Understanding Consistency in Distributed Systems: Strong vs Weak, CAP Theorem, 2PC, 3PC, and Paxos

Consistency refers to the agreement among multiple nodes in a distributed system to reach the same value, and it can be classified as strong consistency or weak (eventual) consistency.

Strong consistency : All nodes hold identical data at any moment, so reading the same key on any node returns the same value.

Weak consistency : Nodes may diverge temporarily; the most common implementation is eventual consistency, where data across nodes converges over time.

Typical distributed scenarios that require consistency include multi‑node read/write services for high availability and scalability, such as ZooKeeper, DNS, and Redis clusters.

Distributed systems face challenges such as asynchronous messaging, node crash‑stop failures, fail‑recovery, network partitions, and Byzantine faults. Designing a consistent system usually assumes a trusted internal network without Byzantine problems.

The article also mentions the FLP impossibility result (no algorithm can guarantee both availability and strong consistency when nodes may crash) and the CAP theorem, which states that a system can provide at most two of the three guarantees: consistency, availability, and partition tolerance.

Several protocols ensure consistency:

2‑Phase Commit (2PC)

A two‑stage locking protocol that guarantees atomicity across multiple data shards (distributed transaction). It designates a coordinator and participants, and proceeds in two phases:

Phase 1 – The coordinator asks each participant to prepare; participants write undo/redo logs and reply with yes/no.

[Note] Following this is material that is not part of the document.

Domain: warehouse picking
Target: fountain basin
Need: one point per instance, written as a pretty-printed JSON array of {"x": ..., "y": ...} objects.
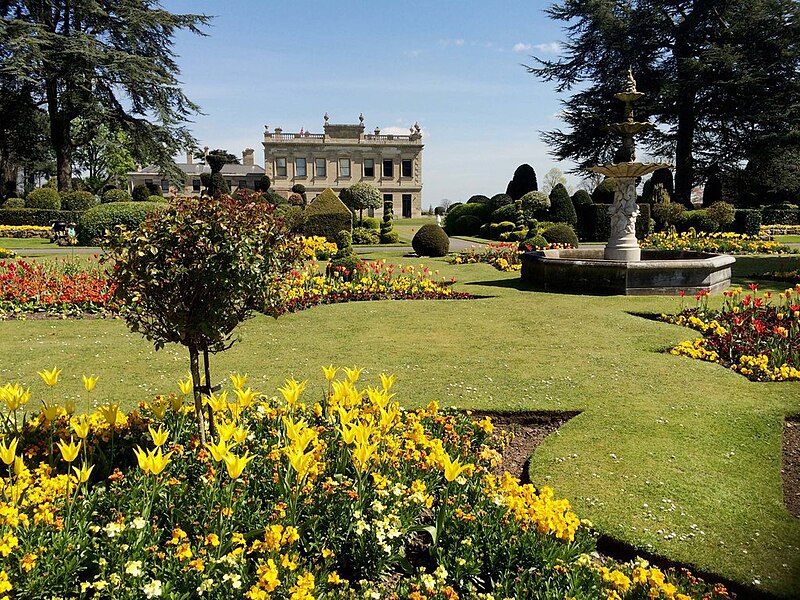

Phase 2 – If all participants answered yes, the coordinator commits; otherwise it aborts. After commit/rollback, resources are released and acknowledgments are sent.

Advantages: simple principle, easy to implement. Drawbacks: synchronous blocking, single point of failure, possible inconsistency if the coordinator fails after sending commit, and reliance on timeout mechanisms.

3‑Phase Commit (3PC)

An extension of 2PC that adds a pre‑commit stage to avoid blocking, but it still cannot guarantee consistency in all failure cases. The three stages are query, pre‑commit, and commit. The coordinator sends a prepare‑commit command after receiving votes, participants lock resources, and a final commit is issued after acknowledgments.

Paxos Algorithm

Paxos is a fundamental consensus algorithm that underlies many consistency protocols. It involves three roles:

Proposer : proposes values.

Acceptor : votes to accept or reject proposals.

Learner : learns the chosen value once a majority of acceptors agree.

The algorithm proceeds in two phases:

Phase 1 (Prepare)

Proposer selects a proposal number n and sends a prepare request to a majority of acceptors.

Each acceptor promises not to accept proposals with numbers lower than n and may return the highest-numbered proposal it has already accepted.

Phase 2 (Accept)

If the proposer receives enough promises, it sends an accept request with value and number n to the acceptors.

Acceptors accept the proposal if n is not less than any previously promised number.

Once a majority of acceptors have accepted, learners are notified and the value is chosen.

These protocols illustrate how distributed systems achieve consistency despite failures and network partitions.